I have many detectors …
these are just a part of what i scan today
but at leat you get the point
have a nice day

Chris August 27, 2019 6:32 PM

Oh and btw regarding the GSM sending devices on the gaspumps you can scan the IMEI addreess too however its more of a hardware hastle sine you need more hardware, a singe rtlsdr stick is not enough but its not difficult at all

Chris August 27, 2019 6:35 PM

Re IMEI scanning devices turn off your phones! its as i said not difficult and easy to track a person, so.. what more do i have to say, i have code for that too

Sam August 27, 2019 9:40 PM


You’re making a point about the crypto security of EMV when gas pumps don’t even use EMV because it costs a bundle to upgrade them. The mag stripe systems used RS-422 on twisted pair phone cable and to upgrade to handle the higher bandwidth requirements of EMV, they have to rip and replace the wiring and conduit.

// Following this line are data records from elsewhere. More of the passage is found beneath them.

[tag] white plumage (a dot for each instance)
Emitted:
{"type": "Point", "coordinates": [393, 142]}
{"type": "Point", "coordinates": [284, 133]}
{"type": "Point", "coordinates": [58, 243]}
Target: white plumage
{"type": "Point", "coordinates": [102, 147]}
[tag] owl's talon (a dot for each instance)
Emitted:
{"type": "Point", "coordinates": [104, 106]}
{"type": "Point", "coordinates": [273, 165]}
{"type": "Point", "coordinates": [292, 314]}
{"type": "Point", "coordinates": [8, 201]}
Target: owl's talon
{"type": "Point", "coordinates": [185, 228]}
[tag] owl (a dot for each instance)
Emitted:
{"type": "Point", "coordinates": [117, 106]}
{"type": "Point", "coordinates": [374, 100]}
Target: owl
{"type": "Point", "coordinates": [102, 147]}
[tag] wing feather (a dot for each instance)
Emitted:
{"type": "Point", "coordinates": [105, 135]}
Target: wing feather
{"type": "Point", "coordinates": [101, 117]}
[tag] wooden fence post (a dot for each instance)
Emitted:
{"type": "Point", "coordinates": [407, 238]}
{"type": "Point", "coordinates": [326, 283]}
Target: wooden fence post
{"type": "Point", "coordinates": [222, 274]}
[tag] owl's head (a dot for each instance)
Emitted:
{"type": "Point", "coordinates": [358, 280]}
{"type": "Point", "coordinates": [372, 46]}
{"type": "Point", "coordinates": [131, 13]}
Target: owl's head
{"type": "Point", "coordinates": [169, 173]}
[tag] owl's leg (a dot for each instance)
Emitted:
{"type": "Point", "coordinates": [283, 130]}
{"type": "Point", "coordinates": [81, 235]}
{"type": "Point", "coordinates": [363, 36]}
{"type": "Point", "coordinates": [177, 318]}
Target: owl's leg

Gas pumps are considered hazardous locations due to the flammability of fuel vapors, so every single piece has to be tested and certified as to not cause a spark and explosion. Plus fuel sales are low margin; most gas stations would go bankrupt without selling full-priced coffee and beer. They can’t afford the $30k per pump replacement.

In fact, not only is crypto not the weakest point, the overly complex EMV protocol and its support of offline transactions caused this mess. If they just stuck with the simple rotating CVV system that Contactless/MCE uses, you’d get 99% of the security (i.e. just enough to shift fraud to online card-not-present) with very little upgrade complexity.